Friday, June 1, 2012

Pink Dolphins!

Heading out to try and see the pink dolphins.  Once we got out of the harbor, Hunter was sure we
 were going to sink and kept saying we're sinking, we're sinking!  Once he got a life jacket on
he felt safer.
That got Keegan going and he would then say "but dad l can't swim!.  Are we sinking?"

The white building on the hill was the old police station that has been renovated into a hotel and is
very pretty with a great view.
The rock that is sticking out from the hill is supposed to represent a soldier but you can't really see
it from the angle of the photo.
Guide only spoke Chinese!
I see one!!  I didn't, but Jill was good a spotting them.
I wished they had been jumping but most of the time it was only the fin and hump we saw sticking up
out of the water.
They are really bubblegum pink!!  Amazing!  I've heard different versions of why they are pink, from being albinos, to what age they are to chemicals in the water!  
This is what Wikipedia says about them and why they are pink. We almost got all of him in this pic!
The Chinese white dolphin (Indo-Pacific humpback dolphin, Sousa chinensis chinensisChinese中華白海豚pinyinZhōnghuá bái hǎitún) is a humpback dolphin species, one of 80 cetaceanspecies. An adult is white or pink and may appear as an albino dolphin to some. Uniquely, the population along the Chinese coast has pink skin,[2] and the pink color originates not from a pigment, but from blood vessels which were overdeveloped for thermoregulation.
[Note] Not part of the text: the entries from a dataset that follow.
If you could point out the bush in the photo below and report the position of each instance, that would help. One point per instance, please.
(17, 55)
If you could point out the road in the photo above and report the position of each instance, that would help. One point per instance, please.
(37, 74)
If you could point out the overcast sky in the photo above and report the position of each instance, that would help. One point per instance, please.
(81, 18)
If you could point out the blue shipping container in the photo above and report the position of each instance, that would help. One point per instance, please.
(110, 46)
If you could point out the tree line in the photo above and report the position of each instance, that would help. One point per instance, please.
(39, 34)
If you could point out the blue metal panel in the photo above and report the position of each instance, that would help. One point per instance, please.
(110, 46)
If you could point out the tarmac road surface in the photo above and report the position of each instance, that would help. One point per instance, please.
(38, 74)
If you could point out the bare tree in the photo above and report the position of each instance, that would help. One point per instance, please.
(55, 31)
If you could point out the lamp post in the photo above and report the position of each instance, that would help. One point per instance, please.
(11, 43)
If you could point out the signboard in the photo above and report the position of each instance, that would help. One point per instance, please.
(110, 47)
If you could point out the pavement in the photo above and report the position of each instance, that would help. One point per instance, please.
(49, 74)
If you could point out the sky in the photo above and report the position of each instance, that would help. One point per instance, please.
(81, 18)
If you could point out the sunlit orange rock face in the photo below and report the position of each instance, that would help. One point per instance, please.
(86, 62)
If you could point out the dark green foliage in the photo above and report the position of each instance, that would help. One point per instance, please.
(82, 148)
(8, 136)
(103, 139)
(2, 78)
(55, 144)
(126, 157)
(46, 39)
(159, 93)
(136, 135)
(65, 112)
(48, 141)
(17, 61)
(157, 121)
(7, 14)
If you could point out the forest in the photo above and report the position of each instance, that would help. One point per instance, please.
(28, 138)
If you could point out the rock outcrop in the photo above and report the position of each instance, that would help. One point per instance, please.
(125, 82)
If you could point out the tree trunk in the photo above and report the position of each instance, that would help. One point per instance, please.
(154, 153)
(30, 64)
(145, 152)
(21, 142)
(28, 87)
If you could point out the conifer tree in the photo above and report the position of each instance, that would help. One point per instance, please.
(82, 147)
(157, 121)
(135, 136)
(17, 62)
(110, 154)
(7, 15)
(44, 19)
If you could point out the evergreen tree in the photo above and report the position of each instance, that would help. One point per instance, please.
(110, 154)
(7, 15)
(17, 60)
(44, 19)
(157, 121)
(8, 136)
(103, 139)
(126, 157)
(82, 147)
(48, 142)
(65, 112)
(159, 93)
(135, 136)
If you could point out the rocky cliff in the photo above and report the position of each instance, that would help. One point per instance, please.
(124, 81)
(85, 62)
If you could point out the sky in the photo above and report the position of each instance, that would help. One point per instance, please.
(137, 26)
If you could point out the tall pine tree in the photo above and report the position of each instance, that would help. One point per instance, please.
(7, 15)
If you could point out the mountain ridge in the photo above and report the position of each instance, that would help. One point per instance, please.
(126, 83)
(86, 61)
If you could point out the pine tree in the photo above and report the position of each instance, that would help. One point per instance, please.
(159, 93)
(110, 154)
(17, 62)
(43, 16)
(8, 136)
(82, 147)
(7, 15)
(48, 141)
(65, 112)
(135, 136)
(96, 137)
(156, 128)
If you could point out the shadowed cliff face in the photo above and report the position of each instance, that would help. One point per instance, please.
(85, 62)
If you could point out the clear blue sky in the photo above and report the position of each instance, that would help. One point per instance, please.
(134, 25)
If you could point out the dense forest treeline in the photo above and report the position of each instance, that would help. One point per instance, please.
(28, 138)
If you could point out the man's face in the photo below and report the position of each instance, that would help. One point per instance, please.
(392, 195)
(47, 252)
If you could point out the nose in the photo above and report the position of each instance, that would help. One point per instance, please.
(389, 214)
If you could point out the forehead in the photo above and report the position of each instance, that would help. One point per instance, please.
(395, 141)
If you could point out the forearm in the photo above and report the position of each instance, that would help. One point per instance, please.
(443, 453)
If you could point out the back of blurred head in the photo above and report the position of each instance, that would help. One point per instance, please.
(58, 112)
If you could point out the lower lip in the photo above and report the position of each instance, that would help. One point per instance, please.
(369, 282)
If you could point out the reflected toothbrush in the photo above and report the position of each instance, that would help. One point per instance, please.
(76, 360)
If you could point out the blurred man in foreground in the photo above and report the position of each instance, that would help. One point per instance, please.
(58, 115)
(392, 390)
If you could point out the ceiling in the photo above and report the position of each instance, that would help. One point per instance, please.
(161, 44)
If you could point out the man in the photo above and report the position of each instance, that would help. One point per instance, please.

This picture l took off the net so you'd get a better view of them.  Apparently they are black when born, and turn grey, then pink and finally white as an adult, which takes about 10 years to maturity.
 Because of pollution and the fishing boats, the population of these neat creatures are dwindling down.
Fishing trawlers docked inside the harbor.
Coming into the harbor of Tai O.  The actual village is further along.
A few docks on stilts.

Back to the dock.  We were very fortunate to actually see the dolphins, because even with the big
tours which are run by Hong Kong Dolphin Watch organization, you don't always see them. It was on my
list of things l really wanted to do before we left so l was thrilled we saw them!!